Nuffield Health, the largest not-for-profit healthcare provider in the United Kingdom, conducted a survey among 2,000 Brits aged 55 and over to explore people’s attitudes to fitness.

The research found that 48 per cent of participants didn’t feel as though exercise was important, while just 52 per cent believed working out to be essential for ensuring good bone density as you get older.

This is despite evidence showing older adults who participate in physical activity maintain not just good physical function but also good cognitive function.

In addition, the study revealed that one in 10 Brits over the age of 55 said the reason they didn’t attend the gym more regularly, if at all, was out of fear of injury.

Of those surveyed who did attend a gym, aside from exercise, the reasons for joining included beating stress (50 per cent), socialising or making new friends (47 per cent) and helping them sleep better (45 per cent).

“Maintaining bone and muscle strength as we age is critical, not only to ensure we can continue to live life to the full physically, but also to maintain mental health.
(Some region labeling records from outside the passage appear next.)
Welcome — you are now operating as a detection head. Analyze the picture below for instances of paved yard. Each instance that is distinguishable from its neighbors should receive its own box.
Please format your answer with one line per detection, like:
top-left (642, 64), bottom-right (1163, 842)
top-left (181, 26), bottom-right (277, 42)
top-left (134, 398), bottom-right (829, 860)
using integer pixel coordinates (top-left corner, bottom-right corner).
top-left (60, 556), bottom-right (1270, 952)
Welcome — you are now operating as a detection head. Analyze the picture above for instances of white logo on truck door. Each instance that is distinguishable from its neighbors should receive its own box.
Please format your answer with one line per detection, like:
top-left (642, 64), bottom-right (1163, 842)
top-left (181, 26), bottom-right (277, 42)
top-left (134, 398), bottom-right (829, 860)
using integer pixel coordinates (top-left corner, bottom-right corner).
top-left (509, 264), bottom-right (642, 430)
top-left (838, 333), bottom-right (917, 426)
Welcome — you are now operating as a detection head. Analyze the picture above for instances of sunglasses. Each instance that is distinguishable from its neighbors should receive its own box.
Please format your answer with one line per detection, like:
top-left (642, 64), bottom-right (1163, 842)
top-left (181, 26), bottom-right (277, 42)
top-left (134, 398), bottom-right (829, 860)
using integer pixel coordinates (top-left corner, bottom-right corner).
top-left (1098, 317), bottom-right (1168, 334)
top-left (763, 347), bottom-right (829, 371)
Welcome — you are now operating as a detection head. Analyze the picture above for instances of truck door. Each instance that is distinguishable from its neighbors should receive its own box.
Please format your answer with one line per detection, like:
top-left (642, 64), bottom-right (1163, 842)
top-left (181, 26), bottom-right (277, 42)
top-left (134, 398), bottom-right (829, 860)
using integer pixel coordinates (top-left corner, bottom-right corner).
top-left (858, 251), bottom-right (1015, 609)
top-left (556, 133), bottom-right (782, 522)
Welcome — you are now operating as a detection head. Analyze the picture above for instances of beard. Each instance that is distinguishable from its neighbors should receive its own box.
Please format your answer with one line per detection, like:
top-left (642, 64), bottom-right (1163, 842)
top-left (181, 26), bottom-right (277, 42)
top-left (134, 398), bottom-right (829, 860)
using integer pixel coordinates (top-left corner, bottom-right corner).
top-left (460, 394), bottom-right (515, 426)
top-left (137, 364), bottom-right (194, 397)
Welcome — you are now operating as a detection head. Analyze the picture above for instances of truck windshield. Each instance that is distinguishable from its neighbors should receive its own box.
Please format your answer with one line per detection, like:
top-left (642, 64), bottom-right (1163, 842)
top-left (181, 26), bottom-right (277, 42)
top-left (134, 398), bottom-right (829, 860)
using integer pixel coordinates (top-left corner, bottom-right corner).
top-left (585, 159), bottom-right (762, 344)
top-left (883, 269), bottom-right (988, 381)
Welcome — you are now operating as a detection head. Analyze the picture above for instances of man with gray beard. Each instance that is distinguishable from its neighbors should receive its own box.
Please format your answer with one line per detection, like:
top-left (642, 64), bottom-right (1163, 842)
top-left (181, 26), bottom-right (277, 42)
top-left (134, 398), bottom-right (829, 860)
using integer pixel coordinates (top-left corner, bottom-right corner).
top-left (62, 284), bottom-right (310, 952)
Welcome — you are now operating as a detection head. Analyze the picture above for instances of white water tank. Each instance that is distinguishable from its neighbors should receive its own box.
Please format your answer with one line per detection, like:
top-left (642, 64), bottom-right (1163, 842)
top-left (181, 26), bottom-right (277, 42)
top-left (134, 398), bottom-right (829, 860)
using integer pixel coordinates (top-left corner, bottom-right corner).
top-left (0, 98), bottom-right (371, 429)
So its worrying that almost half of us over 55s don't believe exercise is important,” said Jonathan Davies, OBE, former Wales rugby international who’s supporting the organisation's campaign to encourage exercise in the over 55s.

According to Nuffield Health, older adults should do two types of physical activity each week: aerobic exercise and strength exercises.

However, of those surveyed almost one in five incorrectly assumed they should avoid resistance training altogether.

Similarly, a large number of participants believed they should avoid the gym if suffering from heart problems, diabetes or joint pain.

While one in four (26 per cent) surveyed thought it best to avoid resistance exercise completely when suffering from joint pain, almost half (45 per cent) didn’t know what exercises they should and shouldn’t be doing.

“It’s concerning that so many older people think they should avoid resistance training when they have joint pain, or avoid the gym completely with a health condition,” said Stephen Macconville, fitness lead at Nuffield Health.

“The reality is that exercise can be an important part of preventing and managing illness as well as rehabilitating after injury.”

Maconville added that despite 38 per cent of participants saying they felt a personal trainer is just for young people, enlisting the help of a professional could prove invaluable in helping to tailor a workout suitable to a person’s age, health or mobility issues.